The February visits made that visible in real time. Three features are now live on ParlLink that trace directly back to what the team observed and heard on the ground:

  • A tailored manual, built from scratch based on what partner parliaments needed, and housed within the platform itself for easy access

  • Multi-page scanning, developed after observing a specific challenge in the field: bound documents were being processed one page at a time by the technology rather than across a two-page spread; users can now manually review and correct how pages are read and train the ParlLink system in the process to ensure this issue is solved over time. This cuts the process time of digitization in half for processing bound volumes.

  • Customizable Member of Parliament profiles, allowing staff to maintain up to date information on MP parliamentary roles, titles, years of service, biography, contact information, political party and more

  • ParlLink AI Document Library Chat, a chatbot that allows parliamentary staff to query documents across their full library or within a specific document, surfacing relevant details instantly; it draws exclusively from data the parliament itself has uploaded, with no access to external sources

That last feature is particularly noteworthy. The ability to query an entire legislative archive through a conversational AI interface, instantly surfacing precedents, references, and related documents, was requested by Dominica's parliament during the February field visits. The POPVOX Foundation team built it within a week of returning, and was able to announce it on the quarterly call to the entire cohort. The technology to create this functionality to support parliamentary access to data exists today and can be achieved outside a multi-year, multi-million dollar procurement process. That's a different world than most people assume we're living in.

The data ParlLink generates doesn't have to stay inside the platform: its ownership is retained by the Parliament and is portable. In addition, it is available via API to automatically feed into additional applications. For example, many parliaments desire streamlined workflows for maintaining their public facing website. As part of DPP, POPVOX Foundation has created a Squarespace website template available to DPP partners that pulls data directly from ParlLink. For parliaments that have spent years without a modern, public-facing web presence, the barrier has never been ambition; it's been data. Now that ParlLink is generating structured, standardized legislative data, there's finally something to plug in. The template connects directly to ParlLink's APIs, meaning a parliament can go from zero to a live, data-powered public website without manual entry or a custom build.

The Pipeline: What Parliaments Are Asking For Next

The 2026 Q1 call also surfaced a set of needs now actively being explored for development. This feedback loop from parliamentary practitioners is what keeps the DPP roadmap parliament-driven:

  • Handwriting recognition: Several parliaments work with handwritten annotations on scanned Hansards, bills, and acts. OCR for handwritten documents is needed to capture this information in the digitization process.

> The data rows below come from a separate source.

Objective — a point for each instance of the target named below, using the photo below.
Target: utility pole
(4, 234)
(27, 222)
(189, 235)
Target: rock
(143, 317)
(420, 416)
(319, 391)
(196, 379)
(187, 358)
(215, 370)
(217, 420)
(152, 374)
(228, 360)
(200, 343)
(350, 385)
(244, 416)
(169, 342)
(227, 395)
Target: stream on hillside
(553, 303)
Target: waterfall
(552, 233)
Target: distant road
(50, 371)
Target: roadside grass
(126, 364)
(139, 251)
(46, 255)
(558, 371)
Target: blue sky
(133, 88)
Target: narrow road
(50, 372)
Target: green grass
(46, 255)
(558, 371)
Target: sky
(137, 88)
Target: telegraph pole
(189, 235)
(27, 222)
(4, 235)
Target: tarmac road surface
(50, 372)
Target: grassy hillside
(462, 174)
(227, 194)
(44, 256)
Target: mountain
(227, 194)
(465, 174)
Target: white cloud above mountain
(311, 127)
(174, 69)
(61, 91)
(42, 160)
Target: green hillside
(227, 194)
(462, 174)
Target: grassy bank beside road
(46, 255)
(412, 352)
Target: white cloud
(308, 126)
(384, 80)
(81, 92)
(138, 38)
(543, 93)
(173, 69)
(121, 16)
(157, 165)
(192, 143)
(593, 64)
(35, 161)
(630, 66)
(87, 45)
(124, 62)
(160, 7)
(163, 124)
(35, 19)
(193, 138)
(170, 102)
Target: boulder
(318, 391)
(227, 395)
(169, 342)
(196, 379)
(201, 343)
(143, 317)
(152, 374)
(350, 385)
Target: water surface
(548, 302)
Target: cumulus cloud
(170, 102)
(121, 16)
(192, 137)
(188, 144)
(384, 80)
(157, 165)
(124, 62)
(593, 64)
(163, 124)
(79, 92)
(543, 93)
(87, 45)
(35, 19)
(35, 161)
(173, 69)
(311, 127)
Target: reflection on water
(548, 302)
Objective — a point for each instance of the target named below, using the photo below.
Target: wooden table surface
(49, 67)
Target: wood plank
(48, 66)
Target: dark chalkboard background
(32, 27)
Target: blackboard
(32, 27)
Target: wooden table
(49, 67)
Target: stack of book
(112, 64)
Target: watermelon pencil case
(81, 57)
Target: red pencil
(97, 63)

  • Digital document stamps: Parliaments that use physical stamps to mark official receipt of documents raised the need for a digital equivalent.

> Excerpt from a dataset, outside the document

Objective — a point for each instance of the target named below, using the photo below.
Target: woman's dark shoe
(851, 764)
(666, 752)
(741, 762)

  • Bulk transfer of existing digitized records: Some partners have collections already digitized in legacy systems and asked about migrating them into ParlLink. Individualized solutions need to be explored.

Tools for the Community

Beyond the ParlLink platform and the Quarterly Calls, DPP is building other connective tissue to solidify a long-term community of practice. DPPLink, the project's internal bimonthly newsletter, launched its first edition ahead of the 2026 Q1 call. A WhatsApp group is also now live for real-time connection across the cohort, questions, resource-sharing, and updates from partner parliaments as they happen.